Entscheidungsstichwort (Thema)
Nachehelicher Unterhalt
Leitsatz (amtlich)
Zur Anwendung des § 1579 Nr. 7 BGB, wenn der unterhaltsberechtigte geschiedene Ehegatte ein länger dauerndes Verhältnis zu einem neuen Partner unterhält, die Lebensbereiche gleichwohl getrennt gehalten werden und die Beziehung damit bewußt auf Distanz angelegt ist.
Normenkette
BGB § 1579 Nr. 7
Verfahrensgang
OLG Koblenz |
AG Bingen am Rhein |
Tenor
Die Revision gegen das Urteil des 9. Zivilsenats – 4. Senat für Familiensachen – des Oberlandesgerichts Koblenz vom 15. September 1999 wird auf Kosten des Klägers zurückgewiesen.
Von Rechts wegen
Tatbestand
Die Parteien streiten um nachehelichen Unterhalt.
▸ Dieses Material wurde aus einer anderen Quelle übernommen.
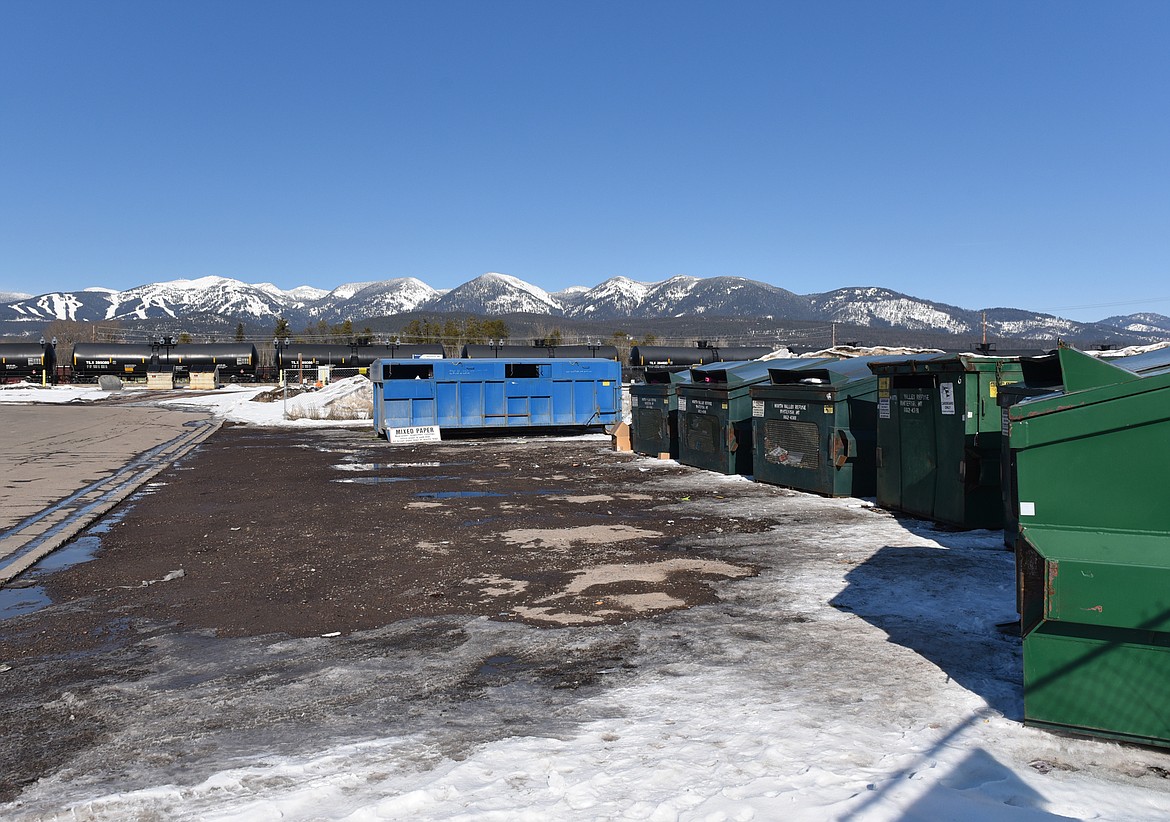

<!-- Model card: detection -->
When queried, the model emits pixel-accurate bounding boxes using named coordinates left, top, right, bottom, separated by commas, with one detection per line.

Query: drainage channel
left=0, top=418, right=223, bottom=585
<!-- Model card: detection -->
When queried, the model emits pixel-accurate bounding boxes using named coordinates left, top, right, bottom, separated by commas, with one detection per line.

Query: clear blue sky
left=2, top=1, right=1167, bottom=322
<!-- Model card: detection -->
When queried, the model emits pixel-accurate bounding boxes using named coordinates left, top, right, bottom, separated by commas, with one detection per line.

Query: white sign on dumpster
left=388, top=425, right=441, bottom=444
left=939, top=382, right=956, bottom=415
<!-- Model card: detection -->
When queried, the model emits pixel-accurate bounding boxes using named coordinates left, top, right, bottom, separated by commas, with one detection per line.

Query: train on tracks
left=2, top=338, right=784, bottom=384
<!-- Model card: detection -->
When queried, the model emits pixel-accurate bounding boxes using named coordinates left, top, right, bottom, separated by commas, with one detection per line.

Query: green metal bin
left=1000, top=346, right=1170, bottom=547
left=751, top=355, right=935, bottom=497
left=1010, top=347, right=1170, bottom=747
left=630, top=368, right=691, bottom=459
left=869, top=354, right=1023, bottom=529
left=678, top=359, right=830, bottom=476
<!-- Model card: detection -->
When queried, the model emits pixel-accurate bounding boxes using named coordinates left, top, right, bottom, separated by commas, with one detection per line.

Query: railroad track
left=0, top=417, right=222, bottom=585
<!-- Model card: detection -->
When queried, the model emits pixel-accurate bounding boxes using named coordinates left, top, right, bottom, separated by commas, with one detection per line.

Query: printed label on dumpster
left=388, top=425, right=441, bottom=444
left=678, top=397, right=687, bottom=412
left=631, top=396, right=639, bottom=407
left=898, top=393, right=928, bottom=415
left=878, top=398, right=891, bottom=419
left=939, top=383, right=956, bottom=415
left=1001, top=408, right=1009, bottom=435
left=1019, top=501, right=1036, bottom=517
left=878, top=377, right=890, bottom=398
left=752, top=400, right=764, bottom=417
left=772, top=402, right=809, bottom=421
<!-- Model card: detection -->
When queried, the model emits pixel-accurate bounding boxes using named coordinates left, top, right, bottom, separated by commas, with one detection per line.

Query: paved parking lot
left=0, top=404, right=217, bottom=581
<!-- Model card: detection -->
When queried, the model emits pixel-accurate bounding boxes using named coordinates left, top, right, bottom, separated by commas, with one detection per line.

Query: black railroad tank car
left=461, top=344, right=550, bottom=359
left=628, top=345, right=775, bottom=367
left=72, top=343, right=259, bottom=382
left=544, top=344, right=620, bottom=361
left=629, top=346, right=719, bottom=367
left=170, top=344, right=259, bottom=381
left=277, top=343, right=443, bottom=371
left=72, top=343, right=156, bottom=381
left=709, top=346, right=775, bottom=362
left=374, top=343, right=446, bottom=361
left=0, top=343, right=56, bottom=382
left=461, top=344, right=620, bottom=360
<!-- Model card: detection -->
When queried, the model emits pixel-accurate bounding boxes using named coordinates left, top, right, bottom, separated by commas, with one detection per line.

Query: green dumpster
left=1000, top=346, right=1170, bottom=547
left=630, top=368, right=691, bottom=459
left=678, top=359, right=830, bottom=476
left=751, top=355, right=935, bottom=497
left=869, top=354, right=1023, bottom=529
left=1010, top=346, right=1170, bottom=746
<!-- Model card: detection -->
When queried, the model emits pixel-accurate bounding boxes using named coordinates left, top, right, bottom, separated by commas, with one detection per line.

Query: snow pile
left=756, top=347, right=794, bottom=360
left=282, top=374, right=372, bottom=421
left=1091, top=341, right=1170, bottom=358
left=155, top=377, right=372, bottom=425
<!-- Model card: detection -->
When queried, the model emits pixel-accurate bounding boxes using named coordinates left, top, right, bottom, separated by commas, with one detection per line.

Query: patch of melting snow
left=333, top=462, right=444, bottom=471
left=499, top=525, right=662, bottom=550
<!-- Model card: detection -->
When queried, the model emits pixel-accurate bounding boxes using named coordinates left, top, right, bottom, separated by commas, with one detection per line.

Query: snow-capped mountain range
left=3, top=273, right=1167, bottom=344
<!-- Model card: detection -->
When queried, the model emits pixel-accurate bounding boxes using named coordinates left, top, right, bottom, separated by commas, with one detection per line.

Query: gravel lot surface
left=0, top=425, right=783, bottom=802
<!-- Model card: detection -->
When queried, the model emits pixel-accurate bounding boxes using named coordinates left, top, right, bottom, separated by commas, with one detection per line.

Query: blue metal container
left=372, top=358, right=621, bottom=436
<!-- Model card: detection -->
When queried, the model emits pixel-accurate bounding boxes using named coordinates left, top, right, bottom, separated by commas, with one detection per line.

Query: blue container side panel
left=483, top=380, right=506, bottom=425
left=531, top=394, right=553, bottom=425
left=374, top=357, right=620, bottom=430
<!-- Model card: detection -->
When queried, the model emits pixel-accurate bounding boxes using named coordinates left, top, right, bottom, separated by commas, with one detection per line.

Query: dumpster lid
left=1105, top=344, right=1170, bottom=376
left=866, top=352, right=1015, bottom=376
left=688, top=359, right=777, bottom=386
left=766, top=354, right=918, bottom=387
left=1021, top=525, right=1170, bottom=565
left=690, top=357, right=835, bottom=387
left=644, top=367, right=692, bottom=385
left=1052, top=346, right=1140, bottom=394
left=1011, top=354, right=1170, bottom=421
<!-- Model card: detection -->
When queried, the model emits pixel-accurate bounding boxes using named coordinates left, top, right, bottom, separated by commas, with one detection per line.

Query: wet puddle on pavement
left=416, top=491, right=505, bottom=499
left=0, top=509, right=129, bottom=620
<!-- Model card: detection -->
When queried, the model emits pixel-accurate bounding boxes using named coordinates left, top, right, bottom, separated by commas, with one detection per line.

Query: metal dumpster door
left=896, top=375, right=937, bottom=519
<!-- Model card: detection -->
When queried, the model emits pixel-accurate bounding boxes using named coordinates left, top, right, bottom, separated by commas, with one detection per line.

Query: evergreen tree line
left=399, top=317, right=511, bottom=346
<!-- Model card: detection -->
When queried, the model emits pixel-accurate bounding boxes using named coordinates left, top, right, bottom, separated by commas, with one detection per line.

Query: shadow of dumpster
left=829, top=537, right=1022, bottom=718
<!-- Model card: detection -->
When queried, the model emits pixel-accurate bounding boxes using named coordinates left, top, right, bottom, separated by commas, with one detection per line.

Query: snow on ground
left=0, top=382, right=113, bottom=403
left=3, top=384, right=1170, bottom=820
left=0, top=378, right=373, bottom=427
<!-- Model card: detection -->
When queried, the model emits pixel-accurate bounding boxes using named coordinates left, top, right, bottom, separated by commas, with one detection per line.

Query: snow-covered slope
left=255, top=283, right=330, bottom=304
left=809, top=287, right=973, bottom=334
left=659, top=277, right=814, bottom=320
left=104, top=276, right=295, bottom=320
left=430, top=273, right=564, bottom=315
left=1099, top=312, right=1170, bottom=336
left=330, top=278, right=439, bottom=320
left=564, top=277, right=653, bottom=318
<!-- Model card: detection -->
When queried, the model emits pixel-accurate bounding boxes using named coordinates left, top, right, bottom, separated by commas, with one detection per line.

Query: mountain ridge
left=3, top=273, right=1167, bottom=346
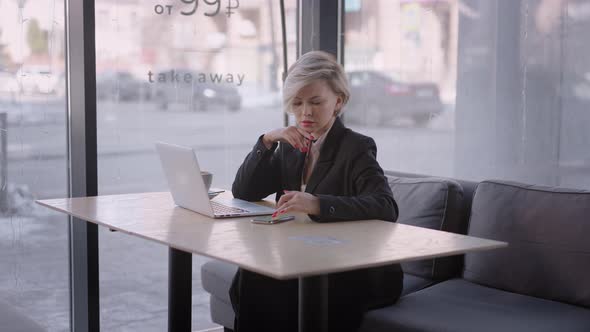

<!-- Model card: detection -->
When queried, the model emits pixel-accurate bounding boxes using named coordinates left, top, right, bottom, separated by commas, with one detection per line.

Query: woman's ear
left=334, top=95, right=344, bottom=116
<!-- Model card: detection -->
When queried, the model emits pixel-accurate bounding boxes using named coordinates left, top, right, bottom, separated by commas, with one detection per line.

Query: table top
left=37, top=191, right=507, bottom=279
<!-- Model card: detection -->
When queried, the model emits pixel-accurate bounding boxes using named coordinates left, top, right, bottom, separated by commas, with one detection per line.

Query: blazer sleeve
left=232, top=135, right=282, bottom=201
left=312, top=137, right=398, bottom=223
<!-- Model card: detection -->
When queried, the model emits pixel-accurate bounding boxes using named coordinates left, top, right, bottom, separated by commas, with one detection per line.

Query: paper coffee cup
left=201, top=171, right=213, bottom=192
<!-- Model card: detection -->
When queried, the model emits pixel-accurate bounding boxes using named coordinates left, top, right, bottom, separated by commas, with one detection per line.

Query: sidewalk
left=0, top=208, right=220, bottom=332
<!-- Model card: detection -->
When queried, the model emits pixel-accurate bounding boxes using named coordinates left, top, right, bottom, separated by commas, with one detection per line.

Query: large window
left=344, top=0, right=457, bottom=176
left=344, top=0, right=590, bottom=189
left=6, top=0, right=589, bottom=330
left=0, top=0, right=69, bottom=331
left=94, top=0, right=296, bottom=330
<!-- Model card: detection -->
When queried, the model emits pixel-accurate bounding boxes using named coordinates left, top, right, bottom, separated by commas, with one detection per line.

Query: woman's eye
left=311, top=101, right=321, bottom=105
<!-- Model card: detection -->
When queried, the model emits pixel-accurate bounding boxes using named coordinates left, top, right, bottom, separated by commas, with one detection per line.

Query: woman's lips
left=301, top=121, right=314, bottom=127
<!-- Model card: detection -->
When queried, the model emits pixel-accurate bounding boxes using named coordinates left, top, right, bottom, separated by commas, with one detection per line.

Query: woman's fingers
left=289, top=127, right=314, bottom=152
left=278, top=126, right=314, bottom=152
left=273, top=203, right=293, bottom=218
left=277, top=128, right=296, bottom=148
left=295, top=127, right=314, bottom=140
left=291, top=127, right=309, bottom=148
left=293, top=134, right=308, bottom=151
left=285, top=131, right=307, bottom=151
left=276, top=203, right=295, bottom=216
left=274, top=192, right=318, bottom=217
left=276, top=191, right=295, bottom=209
left=285, top=136, right=301, bottom=150
left=296, top=128, right=314, bottom=151
left=279, top=205, right=291, bottom=215
left=276, top=193, right=310, bottom=215
left=274, top=195, right=291, bottom=217
left=277, top=192, right=299, bottom=211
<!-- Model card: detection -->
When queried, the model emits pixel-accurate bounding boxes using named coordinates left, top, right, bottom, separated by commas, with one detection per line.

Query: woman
left=230, top=51, right=402, bottom=332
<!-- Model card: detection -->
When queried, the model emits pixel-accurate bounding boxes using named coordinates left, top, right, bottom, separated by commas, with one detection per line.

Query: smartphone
left=251, top=215, right=295, bottom=224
Durch Verbundurteil vom 14. März 1994 wurde ihre im Jahre 1989 geschlossene Ehe geschieden, die elterliche Sorge für das am 25. Oktober 1990 geborene Kind Vanessa der Beklagten übertragen und der Kläger verurteilt, an diese nachehelichen Unterhalt von monatlich 950 DM sowie Kindesunterhalt von monatlich 350 DM zu zahlen. Dabei wurde die Höhe des Unterhalts nach der von den Parteien am 3. September 1992 geschlossenen außergerichtlichen Scheidungsvereinbarung bemessen, in der sich der Kläger ausgehend von einem Nettoeinkommen der Beklagten von „ca. 1.200 DM” monatlich und einem eigenen Nettoeinkommen von „mindestens 3.000 DM” monatlich verpflichtet hatte, nachehelichen Ehegatten- und Kindesunterhalt in Höhe von 950 DM bzw. 350 DM zu zahlen. Der 1947 geborene Kläger ist von Beruf Gas-, Wasser- und Heizungsinstallationsmeister. Seit dem 1. Juli 1994 ist er wiederverheiratet; am 13. Mai 1994 war seine weitere Tochter Denise geboren worden. Die 1956 geborene Beklagte übt eine Teilzeitbeschäftigung als Verwaltungsangestellte aus. Seit etwa 1992 unterhält sie eine Beziehung zu einem anderen Partner.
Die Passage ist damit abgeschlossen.